What Have I Done With My Life? Salah Pilih atau Kualat?

what have i done with my life

"Mi, tanggal 31 besok kita nggak ke mana-mana kan? kalau mami bolehkan kakak keliling sebentar, kakak mau cari papi mau kakak lemparin kembang api!"

Saya tercekat sambil memandangi remaja lelaki yang matanya sedkit merah dan berkaca-kaca itu. Tanpa menunggu lama, saya memeluknya dan meminta maaf, entah untuk apa.

Malam ini banjir air mata, berkali-kali saya meminta maaf ke anak-anak. Merasa bersalah banget karena seperti merenggut kebahagiaan mereka.

Btw, papinya tiba-tiba datang sore tadi, sempat ngajak si Adik ke puskesmas untuk mengobati hidungnya yang luka dan melebar lukanya.
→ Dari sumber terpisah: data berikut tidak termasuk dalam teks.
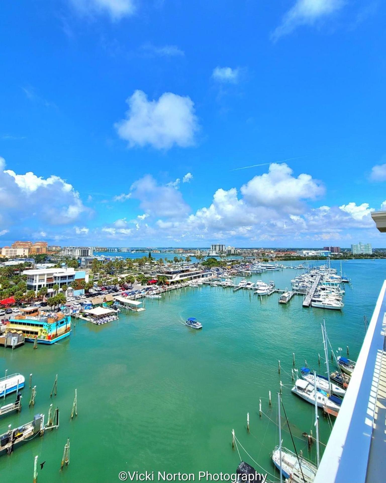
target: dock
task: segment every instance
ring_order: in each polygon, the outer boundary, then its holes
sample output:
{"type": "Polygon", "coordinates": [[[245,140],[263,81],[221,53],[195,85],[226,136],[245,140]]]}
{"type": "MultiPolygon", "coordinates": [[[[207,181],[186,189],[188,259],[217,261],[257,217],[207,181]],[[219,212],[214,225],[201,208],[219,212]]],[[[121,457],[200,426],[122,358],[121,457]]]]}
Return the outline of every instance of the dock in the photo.
{"type": "Polygon", "coordinates": [[[310,289],[309,291],[307,293],[307,295],[304,297],[304,299],[303,300],[303,307],[309,307],[311,305],[311,299],[314,297],[314,294],[315,293],[317,287],[319,284],[319,282],[320,281],[320,279],[321,278],[321,275],[318,275],[315,279],[315,280],[312,284],[312,286],[310,289]]]}
{"type": "Polygon", "coordinates": [[[0,407],[0,416],[3,416],[12,411],[20,412],[21,411],[21,394],[18,394],[14,402],[11,402],[10,404],[6,404],[5,406],[0,407]]]}

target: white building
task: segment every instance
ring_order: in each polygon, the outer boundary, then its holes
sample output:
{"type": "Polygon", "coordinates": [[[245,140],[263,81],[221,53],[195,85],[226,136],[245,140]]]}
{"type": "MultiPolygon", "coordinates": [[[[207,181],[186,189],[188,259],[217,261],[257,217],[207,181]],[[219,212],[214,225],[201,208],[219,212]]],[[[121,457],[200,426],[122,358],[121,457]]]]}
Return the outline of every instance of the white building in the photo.
{"type": "MultiPolygon", "coordinates": [[[[75,271],[75,269],[55,269],[47,268],[39,270],[25,270],[23,275],[27,276],[27,284],[28,290],[33,290],[37,293],[43,287],[47,287],[47,295],[49,297],[54,292],[53,287],[58,285],[59,289],[64,285],[67,285],[68,289],[66,294],[73,292],[74,295],[78,295],[84,292],[84,289],[76,289],[73,290],[69,286],[73,282],[78,283],[84,280],[88,282],[88,274],[83,270],[75,271]]],[[[65,295],[66,295],[66,294],[65,295]]]]}
{"type": "Polygon", "coordinates": [[[12,248],[11,247],[5,246],[1,248],[1,255],[8,258],[14,258],[15,256],[28,256],[29,248],[12,248]]]}
{"type": "Polygon", "coordinates": [[[372,255],[372,248],[371,243],[362,243],[359,242],[356,245],[351,245],[351,253],[353,255],[372,255]]]}
{"type": "Polygon", "coordinates": [[[64,246],[63,253],[68,256],[92,256],[91,246],[64,246]]]}

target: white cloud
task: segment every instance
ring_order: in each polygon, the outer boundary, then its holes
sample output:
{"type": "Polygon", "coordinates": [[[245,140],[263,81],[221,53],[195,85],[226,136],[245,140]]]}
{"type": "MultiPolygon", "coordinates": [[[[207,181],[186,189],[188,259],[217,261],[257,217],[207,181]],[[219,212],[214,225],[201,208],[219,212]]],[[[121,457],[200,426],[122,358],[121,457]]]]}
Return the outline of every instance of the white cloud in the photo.
{"type": "Polygon", "coordinates": [[[158,185],[149,174],[133,183],[130,193],[132,198],[139,200],[140,207],[149,214],[179,218],[190,211],[178,189],[170,185],[158,185]]]}
{"type": "Polygon", "coordinates": [[[361,221],[364,218],[367,218],[370,220],[370,213],[374,210],[374,208],[371,208],[369,207],[368,203],[362,203],[361,205],[357,205],[356,203],[352,201],[346,205],[340,206],[339,209],[349,213],[354,220],[361,221]]]}
{"type": "Polygon", "coordinates": [[[165,92],[158,100],[148,100],[144,92],[136,90],[126,102],[126,119],[115,127],[130,147],[149,145],[169,149],[175,145],[187,147],[194,144],[199,126],[189,97],[165,92]]]}
{"type": "Polygon", "coordinates": [[[182,178],[182,183],[190,183],[193,179],[193,175],[192,173],[187,173],[182,178]]]}
{"type": "Polygon", "coordinates": [[[150,54],[160,56],[161,57],[182,57],[185,55],[185,52],[177,45],[163,45],[162,47],[156,47],[151,43],[146,43],[144,45],[142,45],[142,48],[150,54]]]}
{"type": "Polygon", "coordinates": [[[4,170],[5,161],[0,157],[0,218],[11,226],[16,222],[33,221],[50,225],[64,225],[75,221],[81,214],[90,214],[79,193],[59,176],[46,178],[29,171],[16,174],[4,170]]]}
{"type": "Polygon", "coordinates": [[[255,176],[240,191],[246,201],[252,206],[298,213],[302,211],[303,200],[315,199],[324,194],[325,190],[309,174],[302,174],[295,178],[293,172],[285,163],[273,163],[268,173],[255,176]]]}
{"type": "Polygon", "coordinates": [[[74,228],[77,235],[88,235],[88,232],[90,231],[89,228],[86,228],[85,227],[83,227],[83,228],[74,227],[74,228]]]}
{"type": "Polygon", "coordinates": [[[114,196],[112,199],[114,201],[125,201],[126,199],[128,199],[129,198],[131,197],[131,193],[128,193],[127,194],[123,193],[120,195],[117,195],[116,196],[114,196]]]}
{"type": "Polygon", "coordinates": [[[373,166],[370,173],[372,181],[386,181],[386,164],[373,166]]]}
{"type": "Polygon", "coordinates": [[[181,180],[179,178],[177,178],[175,181],[170,181],[166,184],[166,186],[171,186],[172,188],[175,188],[176,189],[178,189],[178,187],[179,186],[179,183],[181,180]]]}
{"type": "Polygon", "coordinates": [[[136,11],[134,0],[70,0],[83,14],[108,14],[113,20],[129,16],[136,11]]]}
{"type": "Polygon", "coordinates": [[[345,3],[345,0],[296,0],[271,38],[276,41],[301,25],[312,25],[340,10],[345,3]]]}
{"type": "Polygon", "coordinates": [[[212,77],[219,82],[237,84],[239,80],[240,70],[231,67],[216,67],[212,72],[212,77]]]}

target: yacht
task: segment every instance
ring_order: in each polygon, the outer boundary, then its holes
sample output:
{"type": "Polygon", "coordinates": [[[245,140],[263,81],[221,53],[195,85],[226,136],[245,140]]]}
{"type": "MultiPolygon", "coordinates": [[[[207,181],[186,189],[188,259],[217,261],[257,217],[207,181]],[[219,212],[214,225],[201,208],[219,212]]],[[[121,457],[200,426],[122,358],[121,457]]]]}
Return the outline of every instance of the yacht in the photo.
{"type": "Polygon", "coordinates": [[[17,373],[0,379],[0,398],[24,387],[24,376],[17,373]],[[5,393],[5,394],[4,394],[5,393]]]}
{"type": "MultiPolygon", "coordinates": [[[[292,392],[311,404],[315,404],[315,391],[314,385],[303,379],[298,379],[291,389],[292,392]]],[[[342,400],[335,396],[320,389],[317,389],[317,404],[319,408],[327,408],[338,412],[340,409],[342,400]]]]}
{"type": "Polygon", "coordinates": [[[341,355],[338,355],[336,360],[338,361],[338,365],[343,372],[351,376],[355,368],[355,362],[350,359],[343,357],[341,355]]]}
{"type": "MultiPolygon", "coordinates": [[[[314,378],[313,372],[312,372],[307,367],[302,367],[301,373],[302,374],[302,378],[304,381],[306,381],[310,384],[314,385],[314,378]]],[[[318,374],[317,374],[317,388],[321,389],[322,391],[326,391],[327,392],[330,392],[331,391],[333,394],[335,394],[335,396],[340,396],[341,398],[343,398],[346,394],[345,390],[343,388],[340,387],[336,384],[333,384],[331,382],[329,384],[329,380],[327,377],[325,377],[324,376],[320,376],[318,374]]]]}
{"type": "MultiPolygon", "coordinates": [[[[280,454],[280,448],[276,446],[272,453],[272,461],[279,471],[280,454]]],[[[312,483],[317,471],[316,466],[303,456],[300,456],[298,460],[295,453],[286,448],[281,448],[281,472],[284,478],[291,483],[312,483]]]]}
{"type": "Polygon", "coordinates": [[[185,325],[193,329],[202,328],[202,324],[194,317],[190,317],[185,322],[185,325]]]}

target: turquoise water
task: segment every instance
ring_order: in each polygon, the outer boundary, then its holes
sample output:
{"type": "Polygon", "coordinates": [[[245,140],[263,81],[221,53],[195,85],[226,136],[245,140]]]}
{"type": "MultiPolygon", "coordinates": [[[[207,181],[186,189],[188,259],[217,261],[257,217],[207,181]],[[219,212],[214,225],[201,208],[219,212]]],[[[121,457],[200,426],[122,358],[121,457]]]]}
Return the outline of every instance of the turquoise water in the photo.
{"type": "MultiPolygon", "coordinates": [[[[232,450],[233,428],[254,459],[275,474],[271,479],[277,479],[270,453],[278,442],[277,428],[265,416],[259,418],[259,397],[265,414],[276,421],[282,381],[297,449],[306,454],[302,433],[313,428],[314,408],[290,392],[292,352],[299,369],[305,359],[317,369],[324,317],[334,349],[343,347],[345,353],[348,345],[350,358],[356,358],[365,334],[363,315],[370,320],[385,269],[385,260],[343,263],[353,285],[345,285],[342,313],[303,309],[298,296],[286,306],[278,303],[277,294],[261,301],[249,291],[204,286],[175,291],[159,301],[147,300],[145,312],[122,313],[119,321],[103,326],[79,321],[68,340],[52,347],[39,345],[34,351],[26,344],[13,353],[1,348],[0,373],[7,369],[28,380],[33,373],[37,394],[30,409],[30,390],[23,390],[21,413],[2,417],[0,433],[37,412],[47,415],[55,374],[58,393],[53,400],[60,411],[60,426],[17,447],[11,456],[0,457],[1,480],[31,481],[35,455],[46,462],[39,473],[41,483],[118,482],[121,470],[233,472],[239,462],[237,451],[232,450]],[[189,316],[202,322],[202,331],[183,325],[189,316]],[[78,415],[70,421],[76,388],[78,415]],[[70,465],[60,473],[68,437],[70,465]]],[[[277,288],[285,288],[296,273],[287,270],[251,279],[273,280],[277,288]]],[[[6,402],[13,399],[9,396],[6,402]]],[[[319,414],[320,440],[325,443],[330,426],[319,414]]],[[[290,449],[285,429],[283,445],[290,449]]],[[[314,447],[311,459],[315,453],[314,447]]]]}

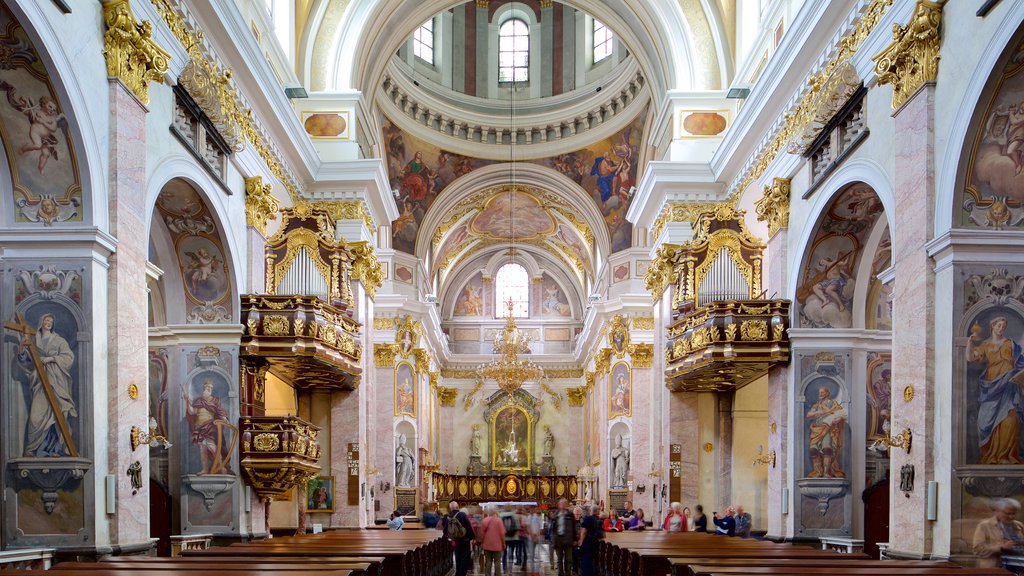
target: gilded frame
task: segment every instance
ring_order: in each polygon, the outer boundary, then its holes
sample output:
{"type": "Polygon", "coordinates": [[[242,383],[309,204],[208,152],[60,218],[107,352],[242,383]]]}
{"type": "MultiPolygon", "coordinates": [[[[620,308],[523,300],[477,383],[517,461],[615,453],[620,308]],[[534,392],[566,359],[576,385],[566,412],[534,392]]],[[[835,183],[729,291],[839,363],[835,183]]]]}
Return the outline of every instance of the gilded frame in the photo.
{"type": "Polygon", "coordinates": [[[492,471],[529,471],[534,464],[534,417],[517,404],[509,404],[490,416],[490,469],[492,471]],[[516,410],[526,419],[526,463],[519,466],[501,465],[498,460],[498,418],[507,410],[516,410]]]}
{"type": "Polygon", "coordinates": [[[633,368],[623,361],[616,362],[611,366],[611,370],[608,371],[608,419],[611,420],[620,416],[627,418],[633,416],[633,368]],[[623,375],[620,367],[625,370],[626,375],[626,381],[624,382],[625,389],[623,390],[626,404],[625,409],[622,408],[622,401],[615,402],[615,397],[620,393],[616,375],[623,375]]]}
{"type": "Polygon", "coordinates": [[[416,366],[414,366],[411,362],[403,360],[394,365],[394,415],[395,416],[410,416],[412,418],[416,418],[416,400],[417,400],[416,384],[418,376],[419,375],[416,373],[416,366]],[[408,390],[407,394],[412,398],[410,399],[411,402],[402,401],[401,403],[399,403],[398,402],[399,394],[403,392],[401,381],[399,380],[399,376],[401,375],[402,372],[402,367],[409,368],[408,375],[410,377],[410,389],[408,390]],[[412,406],[412,408],[409,408],[410,405],[412,406]]]}

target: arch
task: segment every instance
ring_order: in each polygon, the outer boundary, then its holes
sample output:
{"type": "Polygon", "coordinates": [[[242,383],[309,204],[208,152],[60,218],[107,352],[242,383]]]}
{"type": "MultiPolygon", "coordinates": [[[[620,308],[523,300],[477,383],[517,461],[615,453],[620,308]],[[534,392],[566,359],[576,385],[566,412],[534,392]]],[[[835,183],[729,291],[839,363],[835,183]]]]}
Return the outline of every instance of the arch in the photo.
{"type": "MultiPolygon", "coordinates": [[[[1020,15],[1022,10],[1024,1],[1021,0],[1013,2],[1008,7],[1010,14],[1020,15]]],[[[995,30],[985,35],[988,41],[979,51],[971,79],[961,92],[959,101],[953,109],[955,112],[946,138],[945,154],[936,170],[934,238],[956,228],[953,217],[962,208],[954,204],[957,191],[962,189],[959,184],[967,177],[965,165],[973,146],[973,142],[968,141],[973,134],[971,126],[980,114],[981,97],[989,89],[991,80],[997,73],[995,67],[1005,61],[1008,50],[1018,45],[1018,42],[1013,40],[1021,34],[1020,17],[1005,17],[997,22],[995,30]]]]}
{"type": "MultiPolygon", "coordinates": [[[[328,69],[328,89],[373,93],[387,58],[415,26],[463,2],[452,0],[376,0],[353,2],[339,26],[340,43],[328,69]],[[401,23],[401,24],[395,24],[401,23]]],[[[716,88],[696,81],[692,34],[678,2],[672,0],[579,0],[567,2],[611,27],[637,55],[654,93],[668,89],[716,88]],[[637,34],[645,31],[647,34],[637,34]]],[[[708,15],[708,12],[705,12],[708,15]]],[[[714,28],[714,27],[712,27],[714,28]]],[[[714,35],[713,35],[714,37],[714,35]]]]}

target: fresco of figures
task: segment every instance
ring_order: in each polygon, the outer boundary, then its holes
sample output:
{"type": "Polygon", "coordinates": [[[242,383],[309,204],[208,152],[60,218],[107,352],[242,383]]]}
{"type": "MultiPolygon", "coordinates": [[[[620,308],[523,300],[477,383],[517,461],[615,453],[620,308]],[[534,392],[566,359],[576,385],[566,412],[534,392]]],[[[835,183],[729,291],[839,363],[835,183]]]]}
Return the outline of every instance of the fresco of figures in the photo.
{"type": "Polygon", "coordinates": [[[797,288],[801,327],[853,326],[857,264],[865,239],[882,214],[882,201],[860,182],[833,201],[811,241],[797,288]]]}
{"type": "Polygon", "coordinates": [[[1009,228],[1024,223],[1024,45],[1007,56],[979,105],[969,140],[961,223],[1009,228]]]}
{"type": "MultiPolygon", "coordinates": [[[[632,241],[632,227],[626,220],[626,212],[639,177],[639,137],[645,119],[646,113],[640,114],[621,132],[585,149],[526,161],[556,170],[583,188],[604,218],[612,252],[629,248],[632,241]]],[[[395,249],[414,253],[420,223],[444,188],[496,161],[441,150],[402,132],[387,119],[382,131],[388,175],[397,191],[399,210],[398,218],[391,223],[392,244],[395,249]]],[[[507,229],[506,224],[502,230],[507,229]]],[[[563,243],[569,244],[564,239],[563,243]]]]}
{"type": "Polygon", "coordinates": [[[28,34],[0,6],[0,138],[14,196],[14,221],[82,221],[78,159],[63,107],[28,34]]]}

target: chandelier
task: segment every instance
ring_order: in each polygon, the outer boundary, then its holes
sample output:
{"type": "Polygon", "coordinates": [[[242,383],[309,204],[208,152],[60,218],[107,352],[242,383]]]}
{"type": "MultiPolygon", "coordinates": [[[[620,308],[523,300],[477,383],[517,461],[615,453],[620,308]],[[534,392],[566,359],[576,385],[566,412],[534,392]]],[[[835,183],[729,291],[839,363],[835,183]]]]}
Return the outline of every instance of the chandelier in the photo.
{"type": "Polygon", "coordinates": [[[543,379],[544,370],[531,361],[519,358],[520,354],[529,353],[529,338],[515,324],[512,298],[506,303],[509,313],[505,317],[505,328],[495,336],[495,353],[499,356],[481,364],[477,370],[480,376],[495,380],[499,387],[512,396],[524,382],[543,379]]]}

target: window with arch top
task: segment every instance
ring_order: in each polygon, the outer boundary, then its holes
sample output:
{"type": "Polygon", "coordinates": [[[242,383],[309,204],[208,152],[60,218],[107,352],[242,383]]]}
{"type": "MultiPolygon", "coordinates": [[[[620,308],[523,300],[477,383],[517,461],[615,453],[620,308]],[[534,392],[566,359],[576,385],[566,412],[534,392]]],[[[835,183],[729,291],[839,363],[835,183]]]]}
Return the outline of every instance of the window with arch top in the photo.
{"type": "Polygon", "coordinates": [[[508,316],[508,301],[512,299],[512,318],[529,317],[529,274],[521,264],[509,262],[495,275],[495,311],[498,318],[508,316]]]}
{"type": "Polygon", "coordinates": [[[505,20],[498,30],[498,81],[529,80],[529,27],[519,18],[505,20]]]}

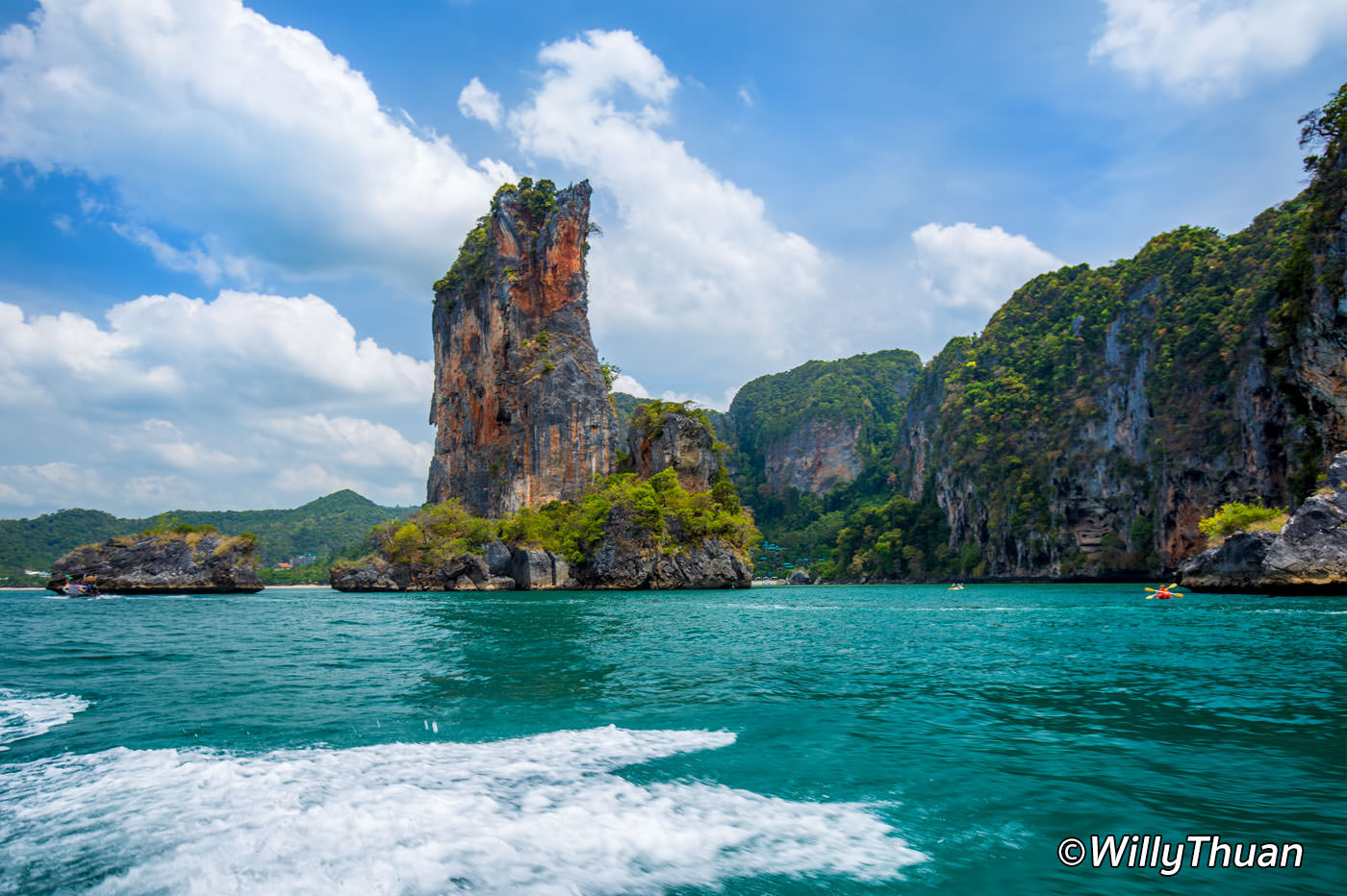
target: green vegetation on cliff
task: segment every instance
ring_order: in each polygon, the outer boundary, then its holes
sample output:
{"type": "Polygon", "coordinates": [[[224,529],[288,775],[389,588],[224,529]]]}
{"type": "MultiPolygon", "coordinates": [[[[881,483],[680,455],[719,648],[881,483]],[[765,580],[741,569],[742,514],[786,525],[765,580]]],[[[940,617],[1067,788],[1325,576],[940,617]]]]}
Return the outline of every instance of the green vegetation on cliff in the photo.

Setelah dari puskesmas, siapa sangka dia nggak langsung pergi, saya diam saja melihat dia masuk dan mengurus si Adik sebentar, lalu mandi dan bahkan makan, setelahnya sibuk buka laptop lama saya.

Betapa senangnya anak-anak, si Adik bolak balik main dekat papinya yang sedang sibuk depan laptop. Sementara si Kakak senang karena rumah jadi sedikit berwarna, ada papinya kan.

Saya sejujurnya nggak tega menghapus kebahagiaan anak-anak, tapi saya pikir ada yang harus saya katakan dengan serius kepada papinya.

Btw, hampir 4 minggu lalu, saya terpaksa melaporkan kasus penelantaran keluarga dan KDRT psikis di Polrestabes Surabaya. Saya terpaksa melakukan hal ini karena bingung mau gimana lagi untuk membuat papinya mau bertanggung jawab dan bekerja sama dengan baik untuk anak-anak.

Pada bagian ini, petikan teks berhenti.